Energy efficiency lowers the need for new supplies, relieves pressures on our energy systems, increases productivity and reduces waste, simultaneously saving money for households and businesses. Together, renewable energy and energy efficiency foster energy security.

Realizing the SDG 7 targets requires increased financial flows. According to the Secretary-General’s Global Roadmap for Accelerated SDG Action, annual investments in access to electricity must increase by $35 billion and by $25 billion for clean cooking by 2025.

A tripling of renewable energy and energy efficiency investment is needed by 2030. Scaling up finance at this rate requires a large infusion of private finance to bolster insufficient public sources, alongside a shifting of national budgets away from fossil fuels. Carbon pricing mechanisms can incentivize businesses to transition towards cleaner energy solutions. Innovative business models and financial instruments can attract international finance. But for these to be successful, governments must provide predictable and enabling policy environments.
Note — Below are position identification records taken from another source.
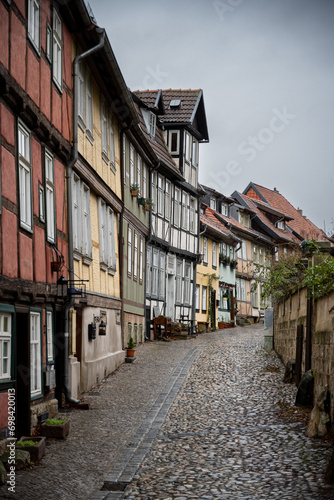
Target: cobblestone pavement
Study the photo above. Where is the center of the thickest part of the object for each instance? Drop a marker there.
(203, 412)
(223, 438)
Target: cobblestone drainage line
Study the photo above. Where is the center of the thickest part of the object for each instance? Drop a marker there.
(120, 476)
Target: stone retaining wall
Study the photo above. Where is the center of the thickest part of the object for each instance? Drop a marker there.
(291, 313)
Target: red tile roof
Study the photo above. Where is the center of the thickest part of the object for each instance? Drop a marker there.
(300, 224)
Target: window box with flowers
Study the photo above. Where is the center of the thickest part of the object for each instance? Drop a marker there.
(134, 189)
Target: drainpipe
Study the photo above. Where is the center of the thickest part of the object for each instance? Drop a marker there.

To ensure the stability of the energy transition over the long term, governments must keep an eye on over-the-horizon risks. Key among these is the ensuring and adequate, stable and predictable supplies of critical raw materials needed to construct the millions of solar panels, wind turbines and batteries of the future.

Our region holds immense potential for critical raw materials production, making it a key player in the global energy transition. However, regional collaboration is needed alongside responsible mining and extraction practices that minimize environmental damage and social disruptions. Moreover, investing in recycling of critical raw materials can reduce our consumption of finite resources.

While transitioning towards clean energy is a moral and environmental imperative, a just transition ensures that no one is left behind as countries move away from fossil fuels and towards sustainable resources and technologies. This includes reskilling and reemployment opportunities for workers in declining industries, as well as community support to mitigate the socio-economic impacts of the energy
transition.

Achieving SDG 7 requires a multifaceted approach. This is not a challenge that any one country or sector can solve in isolation; it demands collaboration, innovation and shared responsibility. As we reflect on our progress at this halfway point, it is timely for countries across Asia and the Pacific to recommit to a regional vision where all citizens have access to clean and modern energy and the full potential of renewables and energy efficiency are realized.

The momentum behind these changes is growing and the opportunity to close these gaps must be seized.

Armida Salsiah Alisjahban is Under-Secretary-General of the United Nations and Executive Secretary of the Economic and Social Commission for Asia and the Pacific (ESCAP).